阮汉霖的毒舌功力这些年练得炉火纯青,朋友们深知他的脾气性格,尽量不触发此项技能。公司员工逆来顺受,只能怪自己命苦。
时至今日,毒舌技能终于碰到克星。
阴阳阮与书昨晚的行径后,阮汉霖一头扎进厨房把早就做好的饭菜重新加热。清淡的四菜一汤摆到餐桌上,迟迟不见小崽子的身影。
“快别玩手机,等会儿饭菜又该凉了。”
阮汉霖盛好饭,依旧没在餐桌边瞧见人。
“等我请你呢?”
话虽如此,阮汉霖还是快步走到沙发边,阮与书的手机页面停留在与孙毅寥寥无几的对话上。
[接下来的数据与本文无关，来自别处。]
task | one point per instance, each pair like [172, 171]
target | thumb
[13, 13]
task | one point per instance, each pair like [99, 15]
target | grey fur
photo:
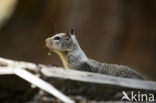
[68, 48]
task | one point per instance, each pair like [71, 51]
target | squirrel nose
[47, 40]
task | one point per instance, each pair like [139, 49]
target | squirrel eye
[57, 38]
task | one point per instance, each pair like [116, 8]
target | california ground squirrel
[72, 56]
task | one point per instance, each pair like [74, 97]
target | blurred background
[111, 31]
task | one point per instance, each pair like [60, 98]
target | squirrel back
[73, 57]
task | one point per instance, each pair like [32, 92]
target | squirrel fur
[73, 57]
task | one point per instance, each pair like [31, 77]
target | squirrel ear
[70, 32]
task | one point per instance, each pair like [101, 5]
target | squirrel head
[62, 42]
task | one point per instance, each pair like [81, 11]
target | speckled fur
[73, 57]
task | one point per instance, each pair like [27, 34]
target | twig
[77, 75]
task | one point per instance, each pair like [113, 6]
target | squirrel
[73, 57]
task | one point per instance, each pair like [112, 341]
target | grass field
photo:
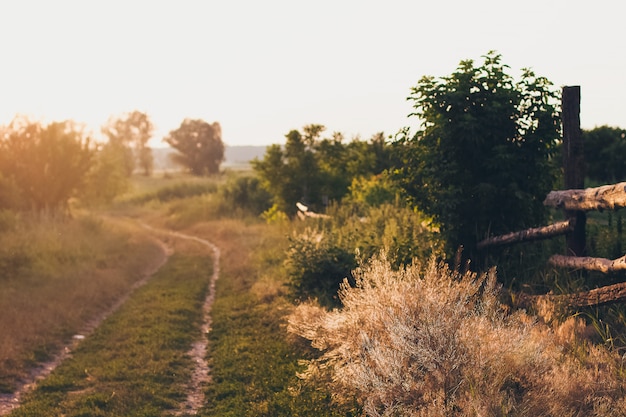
[136, 362]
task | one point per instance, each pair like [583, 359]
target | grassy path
[145, 360]
[136, 362]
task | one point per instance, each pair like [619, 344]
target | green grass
[254, 364]
[135, 363]
[56, 274]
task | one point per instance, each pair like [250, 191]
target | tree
[481, 163]
[605, 153]
[107, 178]
[132, 131]
[200, 146]
[314, 171]
[47, 164]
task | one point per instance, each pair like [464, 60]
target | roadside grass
[56, 275]
[254, 364]
[136, 362]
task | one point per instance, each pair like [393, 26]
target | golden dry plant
[430, 341]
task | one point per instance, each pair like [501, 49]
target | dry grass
[433, 342]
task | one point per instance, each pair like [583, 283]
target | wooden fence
[575, 201]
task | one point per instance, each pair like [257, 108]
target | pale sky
[263, 68]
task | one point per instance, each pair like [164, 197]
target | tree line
[43, 166]
[483, 156]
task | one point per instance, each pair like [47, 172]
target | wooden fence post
[573, 165]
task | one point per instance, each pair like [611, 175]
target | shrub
[317, 265]
[435, 342]
[245, 193]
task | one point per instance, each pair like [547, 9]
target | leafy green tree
[200, 146]
[292, 174]
[481, 163]
[107, 178]
[605, 153]
[314, 170]
[129, 132]
[47, 164]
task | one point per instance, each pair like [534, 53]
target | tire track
[9, 402]
[201, 375]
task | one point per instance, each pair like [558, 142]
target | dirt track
[200, 374]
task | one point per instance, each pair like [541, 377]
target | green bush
[317, 265]
[327, 250]
[245, 193]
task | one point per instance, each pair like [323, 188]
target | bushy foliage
[107, 177]
[321, 256]
[317, 265]
[481, 162]
[605, 152]
[372, 191]
[199, 145]
[435, 342]
[315, 171]
[246, 194]
[128, 132]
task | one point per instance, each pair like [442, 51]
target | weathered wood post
[573, 165]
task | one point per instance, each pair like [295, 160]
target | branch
[536, 233]
[589, 264]
[610, 197]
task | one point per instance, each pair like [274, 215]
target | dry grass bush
[434, 342]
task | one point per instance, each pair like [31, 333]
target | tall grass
[253, 362]
[433, 342]
[56, 274]
[136, 362]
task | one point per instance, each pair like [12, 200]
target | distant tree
[481, 162]
[107, 178]
[47, 164]
[291, 174]
[200, 146]
[605, 153]
[129, 135]
[313, 170]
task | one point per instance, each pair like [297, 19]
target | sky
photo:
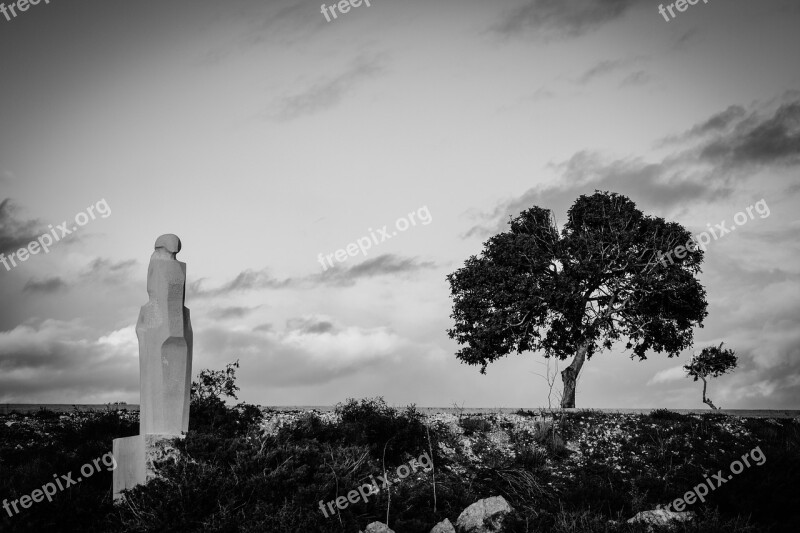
[268, 138]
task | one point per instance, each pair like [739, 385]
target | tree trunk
[570, 376]
[707, 400]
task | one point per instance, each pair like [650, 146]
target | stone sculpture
[164, 331]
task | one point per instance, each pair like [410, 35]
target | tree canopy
[574, 292]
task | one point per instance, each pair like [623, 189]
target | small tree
[208, 411]
[711, 362]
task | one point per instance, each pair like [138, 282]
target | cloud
[46, 286]
[108, 271]
[758, 139]
[248, 280]
[601, 69]
[15, 233]
[310, 350]
[63, 362]
[326, 93]
[224, 313]
[719, 122]
[570, 18]
[675, 373]
[339, 276]
[639, 77]
[382, 265]
[311, 325]
[723, 148]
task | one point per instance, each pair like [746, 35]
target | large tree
[607, 275]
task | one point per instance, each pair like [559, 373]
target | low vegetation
[582, 471]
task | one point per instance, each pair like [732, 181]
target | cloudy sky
[264, 136]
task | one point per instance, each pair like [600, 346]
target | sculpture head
[167, 247]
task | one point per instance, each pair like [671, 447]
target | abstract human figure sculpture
[164, 331]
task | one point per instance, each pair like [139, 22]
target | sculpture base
[137, 457]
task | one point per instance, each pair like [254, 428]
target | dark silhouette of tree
[573, 293]
[711, 362]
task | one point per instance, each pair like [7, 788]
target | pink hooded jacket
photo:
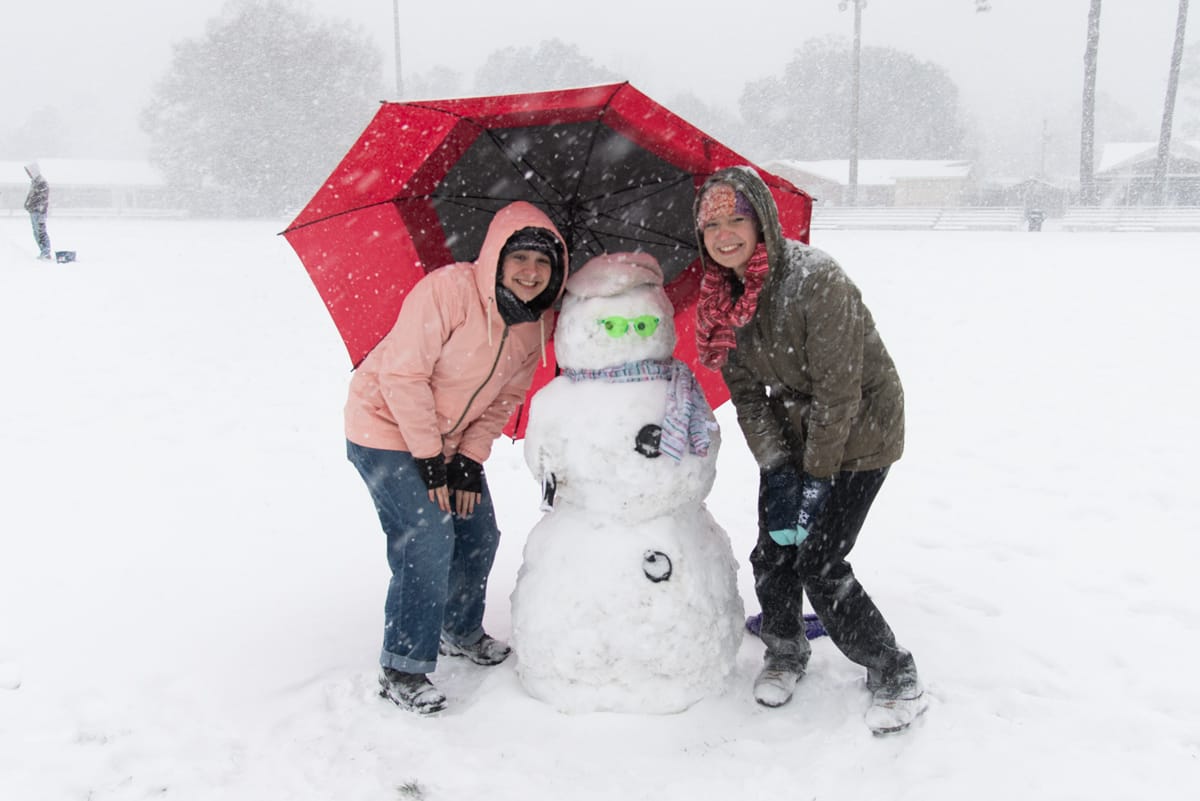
[450, 372]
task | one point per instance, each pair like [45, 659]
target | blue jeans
[37, 220]
[439, 562]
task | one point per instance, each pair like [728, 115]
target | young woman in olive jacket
[821, 407]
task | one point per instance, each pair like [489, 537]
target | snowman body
[627, 598]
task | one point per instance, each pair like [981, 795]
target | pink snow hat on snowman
[612, 273]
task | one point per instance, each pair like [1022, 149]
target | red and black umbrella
[612, 168]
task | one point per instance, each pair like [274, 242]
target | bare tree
[1087, 133]
[1173, 84]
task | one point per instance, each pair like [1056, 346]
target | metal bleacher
[917, 218]
[1006, 218]
[1132, 218]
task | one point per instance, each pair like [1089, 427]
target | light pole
[395, 17]
[856, 58]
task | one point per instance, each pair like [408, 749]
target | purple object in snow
[813, 626]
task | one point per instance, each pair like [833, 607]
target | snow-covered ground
[192, 576]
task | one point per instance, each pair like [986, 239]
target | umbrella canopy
[612, 168]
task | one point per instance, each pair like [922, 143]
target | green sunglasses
[616, 326]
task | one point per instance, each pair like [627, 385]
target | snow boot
[411, 691]
[486, 650]
[894, 709]
[775, 682]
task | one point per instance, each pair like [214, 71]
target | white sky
[1023, 59]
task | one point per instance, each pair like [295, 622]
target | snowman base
[640, 618]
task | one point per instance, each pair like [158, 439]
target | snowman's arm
[539, 439]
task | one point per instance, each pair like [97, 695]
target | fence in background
[1075, 218]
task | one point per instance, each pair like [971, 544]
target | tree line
[251, 116]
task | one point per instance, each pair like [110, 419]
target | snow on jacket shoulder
[448, 375]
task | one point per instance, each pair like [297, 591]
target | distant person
[37, 203]
[821, 407]
[424, 409]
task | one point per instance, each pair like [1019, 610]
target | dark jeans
[439, 562]
[817, 567]
[37, 220]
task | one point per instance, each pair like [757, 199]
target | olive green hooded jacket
[810, 378]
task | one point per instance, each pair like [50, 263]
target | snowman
[627, 598]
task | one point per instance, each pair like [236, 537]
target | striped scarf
[688, 419]
[718, 314]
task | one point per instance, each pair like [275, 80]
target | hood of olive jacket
[449, 374]
[810, 378]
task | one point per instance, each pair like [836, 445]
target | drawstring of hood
[541, 338]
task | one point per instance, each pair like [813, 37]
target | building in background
[883, 181]
[1126, 174]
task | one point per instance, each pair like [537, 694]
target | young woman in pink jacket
[424, 409]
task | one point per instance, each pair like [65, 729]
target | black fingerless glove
[465, 475]
[433, 471]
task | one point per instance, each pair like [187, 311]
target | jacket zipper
[480, 387]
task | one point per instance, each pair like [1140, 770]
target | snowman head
[615, 312]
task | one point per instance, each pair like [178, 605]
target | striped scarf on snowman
[688, 420]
阮汉霖拉着阮与书的胳膊,顺手把手机息屏放到旁边。即使小崽子不说话,他也能嗅到闹脾气的气息。
“是不是肚子还不舒服?没胃口?”
阮汉霖语气中带着藏不住的担忧,由于阮与书右腿不能太大幅度动作,昨晚接近尾声时他左腿抖如筛糠,结束时几乎是倒进阮汉霖怀里任他摆布。
等不到答案的阮汉霖心急如焚,也顾不上面子打算还是得把小崽子送去医院。
“我不装睡又能怎么样呢?抓住你的手质问你?然后明知故问你在干什么?”阮与书面色凄凉,方才他不断设想不同结果,却都是死路一条。
他轻叹口气又继续道“然后你呢?是会恼羞成怒还是对我避之不及?可无论是哪种……我都受不了。”
眼前的阮与书神色痛苦,仅是阮汉霖的一句话就在他心底掀起惊涛巨浪,因为他无法确定那究竟是玩笑还是揶揄。
他会不会像被玩过的破布娃娃,被主人嫌恶地扔进垃圾桶呢?
阮汉霖站在沙发边俯视着少年苍白的脸,此刻也许应该把人拥进怀里,然后安抚他的不安。
或者亲吻他的脸颊和嘴唇,以此向他传达他们二人之间关系的转变。
可阮汉霖并没有,他只是轻笑一声。
下一秒阮与书被两条胳膊钳制住,狭小的空间让他不得不与之对视。
“你说的两种结果都不存在,要是被你当场抓包,我就会像昨晚那样……应该比昨晚更凶!”
阮与书是万万想不到,他居然能把混账话说得掷地有声。还不等做出反应,失重感袭来他再次被稳稳抱起。